Por supuesto, ya casi nadie sueña con limusinas y champagne, y habría que tirarle un baldazo de agua fría a todo aquel que crea posible, aquí y ahora, ser una especie de Rolling Stone. Hoy más que nunca, el arte, el aburrimiento y la oposición son las razones primordiales por las que un pibe argentino empieza a tocar una guitarra eléctrica o un sampler. No es momento de quedarse quieto, observando el derrumbe, y el rock (esto es, la cultura rock: el puñado de códigos estéticos y de conducta comprendido dentro de ese microcosmos) siempre fue una buena manera de hacerse oír, romper el anonimato, sentirse parte de una generación renovadora y conocer a personas interesantes (o al menos intentarlo). Los grupos que tienen algo más que fervor adolescente son los que trascienden, envejecen en público o se desarman y dejan un legado musical para la posteridad. Algunos mutan a través del tiempo; otros conservan, impasibles, los modos juveniles contraídos lustros atrás. Los grupos empeoran, mejoran, experimentan, se separan en el momento justo, se reúnen en la decadencia. Los líderes talentosos triunfan como solistas, mueren, se drogan mucho, se rehabilitan, se retiran a la montaña. Los caminos son inescrutables.

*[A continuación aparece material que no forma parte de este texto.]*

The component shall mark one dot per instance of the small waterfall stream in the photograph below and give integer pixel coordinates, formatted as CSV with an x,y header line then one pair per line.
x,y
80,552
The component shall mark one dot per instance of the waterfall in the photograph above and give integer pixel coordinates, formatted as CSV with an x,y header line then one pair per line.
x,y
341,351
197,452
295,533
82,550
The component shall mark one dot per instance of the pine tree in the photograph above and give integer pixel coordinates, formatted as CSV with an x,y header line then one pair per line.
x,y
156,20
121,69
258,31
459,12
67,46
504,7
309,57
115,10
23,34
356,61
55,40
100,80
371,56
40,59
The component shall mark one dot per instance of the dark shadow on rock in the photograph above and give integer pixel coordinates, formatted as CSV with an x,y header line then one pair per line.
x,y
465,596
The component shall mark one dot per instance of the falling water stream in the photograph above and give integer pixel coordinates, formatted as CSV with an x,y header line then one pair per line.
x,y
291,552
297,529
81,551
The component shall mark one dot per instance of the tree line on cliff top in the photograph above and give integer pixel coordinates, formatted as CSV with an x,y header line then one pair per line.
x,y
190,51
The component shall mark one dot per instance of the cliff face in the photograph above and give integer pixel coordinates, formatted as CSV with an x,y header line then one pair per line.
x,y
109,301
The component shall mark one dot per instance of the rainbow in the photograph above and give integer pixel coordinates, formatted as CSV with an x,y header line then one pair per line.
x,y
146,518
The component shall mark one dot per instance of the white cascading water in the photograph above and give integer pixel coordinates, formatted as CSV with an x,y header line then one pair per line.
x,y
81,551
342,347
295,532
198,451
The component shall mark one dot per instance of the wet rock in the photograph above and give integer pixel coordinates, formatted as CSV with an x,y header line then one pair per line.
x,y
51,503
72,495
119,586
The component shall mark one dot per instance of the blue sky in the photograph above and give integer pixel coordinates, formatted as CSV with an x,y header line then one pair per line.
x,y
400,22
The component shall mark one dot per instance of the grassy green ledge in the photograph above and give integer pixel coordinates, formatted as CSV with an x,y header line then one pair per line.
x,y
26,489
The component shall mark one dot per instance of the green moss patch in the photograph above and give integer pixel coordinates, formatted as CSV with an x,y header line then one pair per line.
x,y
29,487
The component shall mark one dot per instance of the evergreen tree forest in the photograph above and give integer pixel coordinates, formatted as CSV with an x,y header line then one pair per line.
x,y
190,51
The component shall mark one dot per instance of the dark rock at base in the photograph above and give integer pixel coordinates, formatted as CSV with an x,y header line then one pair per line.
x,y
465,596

Nunca existieron demasiadas certezas para una banda de rock en la Argentina. A mediados de los 60 y en los 70, suponía estar decididamente condenado a las márgenes. En los 80, con una industria medianamente establecida, las aguas se dividieron entre los que pertenecían a ese no del todo rutilante mundo del espectáculo y los que seguían haciendo ruido desde las catacumbas. Los 90 heredaron esa dicotomía mainstreamunderground, pero todo se volvió mucho más confuso. De pronto las bandas que esgrimían discurso y estética “proletarista” (léase rock chabón) acapararon la convocatoria masiva. Disuelto Soda Stereo, el pop quedó reducido al under, tremendo contrasentido (recuérdese: pop = popular). Con los roles invertidos y el rock barrial ceñido a su exitoso y estrecho código de lealtades, la música para las minorías se atomizó, las pequeñas escenas generaron sub-escenas y de a poco todo fue trocando en una desintegración definitiva de los géneros puros. Acaso ese libertinaje artístico sea lo más fascinante del rock del siglo XXI. Ya casi nada resulta previsible. Siguen en pie las escenas puristas, enciclopédicas -reggae, punk, rock stone, heavy metal, house, ska–, pero no es el caso de los cinco artistas elegidos para esta producción, artífices de distorsiones y jugueteos de los que suelen surgir un sonido propio, una estética personal. Parece ser la única manera de mantener vivo el espíritude una cultura cuyos mejores capítulos siempre fueron escritos con algo de subversión creativa.
Así que mientras se pulveriza la fantasía Fama-Dinero-Mujeres, es el momento de concentrarse en las canciones y olvidar las leyendas caducas del viejo y querido rock and roll anglo. La figura de la estrella todopoderosa ya no tiene ningún sentido. Estamos en Sudamérica, la aventura está cada vez más lejos de los reflectores del mundo del espectáculo.
Lo dicho: terminó un sueño. Empiezan otros.